Mahmood Sajid, Shahbaz Muhammad, Guergachi Aziz
Department of Computer Science & Engineering, University of Engineering & Technology, Lahore, Pakistan ; Al-Khawarizmi Institute of Computer Sciences, UET, Lahore, Pakistan.
Department of Computer Science & Engineering, University of Engineering & Technology, Lahore, Pakistan.
ScientificWorldJournal. 2014;2014:973750. doi: 10.1155/2014/973750. Epub 2014 May 18.
Association rule mining research typically focuses on positive association rules (PARs), generated from frequently occurring itemsets. However, in recent years, there has been a significant research focused on finding interesting infrequent itemsets leading to the discovery of negative association rules (NARs). The discovery of infrequent itemsets is far more difficult than their counterparts, that is, frequent itemsets. These problems include infrequent itemsets discovery and generation of accurate NARs, and their huge number as compared with positive association rules. In medical science, for example, one is interested in factors which can either adjudicate the presence of a disease or write-off of its possibility.
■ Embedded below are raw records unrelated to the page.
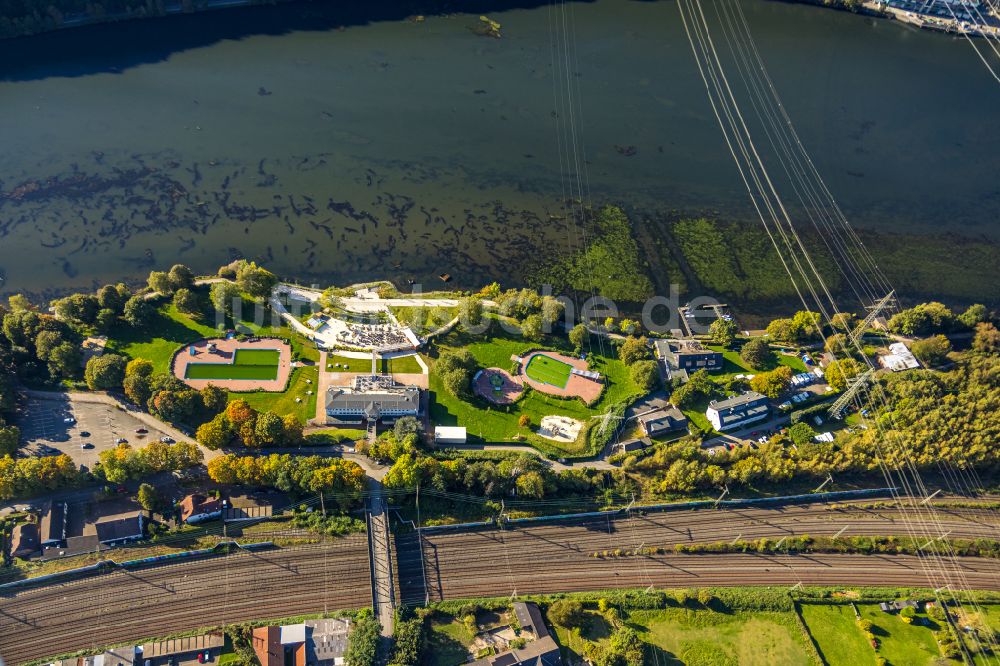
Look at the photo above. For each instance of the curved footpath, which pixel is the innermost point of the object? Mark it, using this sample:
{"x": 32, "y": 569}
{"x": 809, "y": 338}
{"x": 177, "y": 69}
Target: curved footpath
{"x": 530, "y": 558}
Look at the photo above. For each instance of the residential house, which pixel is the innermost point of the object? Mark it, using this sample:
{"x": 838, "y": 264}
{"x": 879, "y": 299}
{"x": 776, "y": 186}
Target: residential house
{"x": 197, "y": 508}
{"x": 24, "y": 540}
{"x": 52, "y": 525}
{"x": 738, "y": 411}
{"x": 540, "y": 650}
{"x": 310, "y": 643}
{"x": 663, "y": 421}
{"x": 681, "y": 357}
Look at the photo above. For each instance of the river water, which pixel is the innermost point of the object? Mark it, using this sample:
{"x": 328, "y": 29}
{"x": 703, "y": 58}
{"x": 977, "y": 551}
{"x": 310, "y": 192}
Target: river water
{"x": 341, "y": 144}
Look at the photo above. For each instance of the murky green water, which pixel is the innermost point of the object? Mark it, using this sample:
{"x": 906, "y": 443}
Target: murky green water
{"x": 411, "y": 149}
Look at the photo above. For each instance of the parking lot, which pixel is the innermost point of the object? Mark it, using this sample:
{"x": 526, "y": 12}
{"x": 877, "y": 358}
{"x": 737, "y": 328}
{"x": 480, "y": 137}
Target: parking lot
{"x": 45, "y": 432}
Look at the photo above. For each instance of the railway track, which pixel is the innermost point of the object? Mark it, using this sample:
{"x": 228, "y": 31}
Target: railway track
{"x": 544, "y": 558}
{"x": 123, "y": 606}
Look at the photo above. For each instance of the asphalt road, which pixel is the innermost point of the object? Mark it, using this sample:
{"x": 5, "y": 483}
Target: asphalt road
{"x": 45, "y": 432}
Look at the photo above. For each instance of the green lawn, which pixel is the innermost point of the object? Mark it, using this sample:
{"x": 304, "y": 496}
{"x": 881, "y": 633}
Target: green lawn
{"x": 402, "y": 365}
{"x": 734, "y": 365}
{"x": 901, "y": 643}
{"x": 348, "y": 363}
{"x": 334, "y": 436}
{"x": 399, "y": 364}
{"x": 548, "y": 370}
{"x": 490, "y": 423}
{"x": 837, "y": 634}
{"x": 284, "y": 403}
{"x": 171, "y": 329}
{"x": 737, "y": 638}
{"x": 448, "y": 643}
{"x": 247, "y": 364}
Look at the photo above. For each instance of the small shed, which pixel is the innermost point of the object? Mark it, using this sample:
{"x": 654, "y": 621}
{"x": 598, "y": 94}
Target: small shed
{"x": 449, "y": 435}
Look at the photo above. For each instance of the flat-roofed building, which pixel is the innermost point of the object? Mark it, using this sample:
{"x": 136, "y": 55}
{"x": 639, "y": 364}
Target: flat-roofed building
{"x": 738, "y": 411}
{"x": 663, "y": 421}
{"x": 24, "y": 540}
{"x": 372, "y": 398}
{"x": 681, "y": 357}
{"x": 449, "y": 435}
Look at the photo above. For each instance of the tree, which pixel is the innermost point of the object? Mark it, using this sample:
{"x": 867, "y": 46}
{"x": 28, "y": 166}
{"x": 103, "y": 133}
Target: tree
{"x": 645, "y": 375}
{"x": 186, "y": 301}
{"x": 470, "y": 311}
{"x": 362, "y": 648}
{"x": 215, "y": 434}
{"x": 839, "y": 371}
{"x": 552, "y": 310}
{"x": 628, "y": 326}
{"x": 932, "y": 351}
{"x": 531, "y": 485}
{"x": 567, "y": 613}
{"x": 138, "y": 388}
{"x": 633, "y": 350}
{"x": 723, "y": 331}
{"x": 773, "y": 383}
{"x": 269, "y": 430}
{"x": 149, "y": 498}
{"x": 757, "y": 353}
{"x": 801, "y": 433}
{"x": 105, "y": 320}
{"x": 223, "y": 295}
{"x": 180, "y": 277}
{"x": 113, "y": 297}
{"x": 105, "y": 372}
{"x": 531, "y": 327}
{"x": 159, "y": 282}
{"x": 138, "y": 312}
{"x": 405, "y": 426}
{"x": 9, "y": 438}
{"x": 213, "y": 398}
{"x": 987, "y": 338}
{"x": 578, "y": 336}
{"x": 64, "y": 360}
{"x": 254, "y": 280}
{"x": 782, "y": 330}
{"x": 923, "y": 319}
{"x": 139, "y": 367}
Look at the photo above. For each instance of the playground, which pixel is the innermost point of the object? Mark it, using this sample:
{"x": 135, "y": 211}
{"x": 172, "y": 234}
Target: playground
{"x": 234, "y": 365}
{"x": 497, "y": 386}
{"x": 560, "y": 375}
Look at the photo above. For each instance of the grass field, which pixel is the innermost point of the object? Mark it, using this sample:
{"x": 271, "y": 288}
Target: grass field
{"x": 548, "y": 370}
{"x": 678, "y": 636}
{"x": 247, "y": 364}
{"x": 500, "y": 424}
{"x": 303, "y": 379}
{"x": 837, "y": 635}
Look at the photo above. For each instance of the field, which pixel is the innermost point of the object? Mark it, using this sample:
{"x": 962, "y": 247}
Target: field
{"x": 247, "y": 364}
{"x": 836, "y": 633}
{"x": 548, "y": 370}
{"x": 499, "y": 424}
{"x": 302, "y": 380}
{"x": 676, "y": 636}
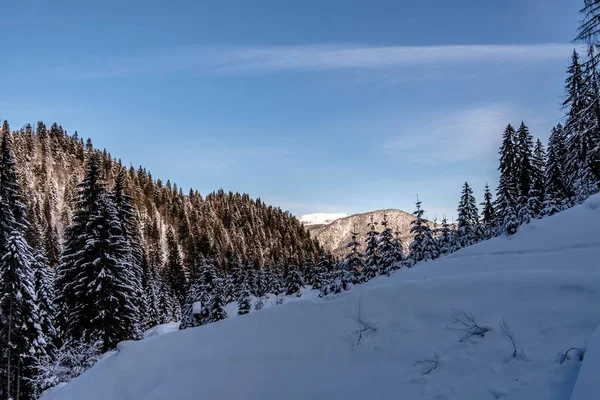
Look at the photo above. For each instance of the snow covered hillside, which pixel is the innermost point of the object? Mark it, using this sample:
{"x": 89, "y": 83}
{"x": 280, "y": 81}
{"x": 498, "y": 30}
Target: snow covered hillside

The vivid positive symptoms are often obvious; however, negative symptoms are subtler and more difficult to recognize and diagnose. In this paper, we propose an algorithm for discovering positive and negative association rules among frequent and infrequent itemsets. We identify associations among medications, symptoms, and laboratory results using state-of-the-art data mining technology.
关联规则挖掘研究通常聚焦于由频繁出现的项集生成的正关联规则(PAR)。然而,近年来,有大量研究致力于寻找有趣的低频项集,以发现负关联规则(NAR)。低频项集的发现比其对应物(即频繁项集)要困难得多。这些问题包括低频项集的发现、准确负关联规则的生成,以及与正关联规则相比其数量巨大。例如,在医学中,人们关注那些能够判定疾病存在或排除其可能性的因素。明显的阳性症状通常很显著;然而,阴性症状更微妙,更难识别和诊断。在本文中,我们提出了一种在频繁和低频项集之间发现正、负关联规则的算法。我们使用先进的数据挖掘技术识别药物、症状和实验室结果之间的关联。